Unnamed: 0,order_id,customer_id,order_status,order_purchase_timestamp,order_approved_at,order_delivered_carrier_date,order_delivered_customer_date,order_estimated_delivery_date
0,e481f51cbdc54678b7cc49136f2d6af7,9ef432eb6251297304e76186b10a928d,delivered,2017-10-02 10:56:33,2017-10-02 11:07:15,2017-10-04 19:55:00,2017-10-10 21:25:13,2017-10-18 00:00:00
1,53cdb2fc8bc7dce0b6741e2150273451,b0830fb4747a6c6d20dea0b8c802d7ef,delivered,2018-07-24 20:41:37,2018-07-26 03:24:27,2018-07-26 14:31:00,2018-08-07 15:27:45,2018-08-13 00:00:00
2,47770eb9100c2d0c44946d9cf07ec65d,41ce2a54c0b03bf3443c3d931a367089,delivered,2018-08-08 08:38:49,2018-08-08 08:55:23,2018-08-08 13:50:00,2018-08-17 18:06:29,2018-09-04 00:00:00
3,949d5b44dbf5de918fe9c16f97b45f8a,f88197465ea7920adcdbec7375364d82,delivered,2017-11-18 19:28:06,2017-11-18 19:45:59,2017-11-22 13:39:59,2017-12-02 00:28:42,2017-12-15 00:00:00
4,ad21c59c0840e6cb83a9ceb5573f8159,8ab97904e6daea8866dbdbc4fb7aad2c,delivered,2018-02-13 21:18:39,2018-02-13 22:20:29,2018-02-14 19:46:34,2018-02-16 18:17:02,2018-02-26 00:00:00


In [5]:
items.head()

Unnamed: 0,order_id,order_item_id,product_id,seller_id,shipping_limit_date,price,freight_value
0,00010242fe8c5a6d1ba2dd792cb16214,1,4244733e06e7ecb4970a6e2683c13e61,48436dade18ac8b2bce089ec2a041202,2017-09-19 09:45:35,58.9,13.29
1,00018f77f2f0320c557190d7a144bdd3,1,e5f2d52b802189ee658865ca93d83a8f,dd7ddc04e1b6c2c614352b383efe2d36,2017-05-03 11:05:13,239.9,19.93
2,000229ec398224ef6ca0657da4fc703e,1,c777355d18b72b67abbeef9df44fd0fd,5b51032eddd242adc84c38acab88f23d,2018-01-18 14:48:30,199.0,17.87
3,00024acbcdf0a6daa1e931b038114c75,1,7634da152a4610f1595efa32f14722fc,9d7a1d34a5052409006425275ba1c2b4,2018-08-15 10:10:18,12.99,12.79
4,00042b26cf59d7ce69dfabb4e55b4fd9,1,ac6c3623068f30de03045865e4e10089,df560393f3a51e74553ab94004ba5c87,2017-02-13 13:57:51,199.9,18.14


### Finding the number of users who made only one purchase

In [6]:
# Merging two dataframes
df1 = orders.merge(customers)

In [7]:
# Replacing all NaN values by zero
df1 = df1.fillna(0)

# Filtering of unpaid orders
df1 = df1.query('order_approved_at != 0')

In [8]:
# Grouping purchases by paid orders
df1 = df1.groupby('order_approved_at', as_index=False)\
            .agg({'order_id': 'count'})\
            .rename(columns={'order_id': 'order_count'})

In [9]:
# Finding users who have made only one purchase
single_order = df1.query('order_count == 1').shape[0]
print('The data contains {} users who have made only one purchase'.format(single_order))

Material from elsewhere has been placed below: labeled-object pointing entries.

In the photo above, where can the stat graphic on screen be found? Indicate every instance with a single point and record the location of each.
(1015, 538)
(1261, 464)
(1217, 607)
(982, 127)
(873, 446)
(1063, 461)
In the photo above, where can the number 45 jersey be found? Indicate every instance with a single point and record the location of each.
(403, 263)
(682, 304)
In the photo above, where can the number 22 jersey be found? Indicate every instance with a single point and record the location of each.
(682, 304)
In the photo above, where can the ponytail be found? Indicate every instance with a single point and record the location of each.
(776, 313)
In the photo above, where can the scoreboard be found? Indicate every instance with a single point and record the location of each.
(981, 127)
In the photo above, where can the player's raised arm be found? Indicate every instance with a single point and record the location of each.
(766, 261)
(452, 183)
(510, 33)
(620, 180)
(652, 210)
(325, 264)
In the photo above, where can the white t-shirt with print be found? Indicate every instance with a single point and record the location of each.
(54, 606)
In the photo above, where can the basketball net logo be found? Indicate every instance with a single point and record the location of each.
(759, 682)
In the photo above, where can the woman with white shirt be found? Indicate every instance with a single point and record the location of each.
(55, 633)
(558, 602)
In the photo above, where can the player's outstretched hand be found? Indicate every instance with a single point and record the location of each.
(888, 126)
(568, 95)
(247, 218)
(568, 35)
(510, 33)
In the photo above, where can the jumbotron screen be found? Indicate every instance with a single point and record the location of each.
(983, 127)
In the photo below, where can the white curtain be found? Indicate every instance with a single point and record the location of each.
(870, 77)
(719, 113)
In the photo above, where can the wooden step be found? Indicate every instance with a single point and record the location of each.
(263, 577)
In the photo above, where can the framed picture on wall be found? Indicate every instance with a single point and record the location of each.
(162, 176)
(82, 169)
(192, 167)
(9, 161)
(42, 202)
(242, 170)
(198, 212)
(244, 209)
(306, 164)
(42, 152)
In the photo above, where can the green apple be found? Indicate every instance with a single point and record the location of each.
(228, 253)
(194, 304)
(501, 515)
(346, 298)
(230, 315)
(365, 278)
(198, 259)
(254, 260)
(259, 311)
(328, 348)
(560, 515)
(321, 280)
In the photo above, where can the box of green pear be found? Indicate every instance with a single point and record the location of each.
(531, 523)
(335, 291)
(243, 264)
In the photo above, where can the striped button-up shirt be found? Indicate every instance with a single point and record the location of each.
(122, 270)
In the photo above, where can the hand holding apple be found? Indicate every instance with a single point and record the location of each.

The data contains 83688 users who have made only one purchase


### Determining the average number of non-deliverable orders per month

In [10]:
# Formatting the date in database
orders.order_approved_at = pd.to_datetime(orders.order_approved_at)

In [11]:
# Finding the earliest date
start_order_date = orders.order_approved_at.min()

# Finding the latest date
end_order_date = orders.order_approved_at.max()

In [12]:
# Determining the number of months contained in the dataset
month_count = round((end_order_date - start_order_date).days / 30)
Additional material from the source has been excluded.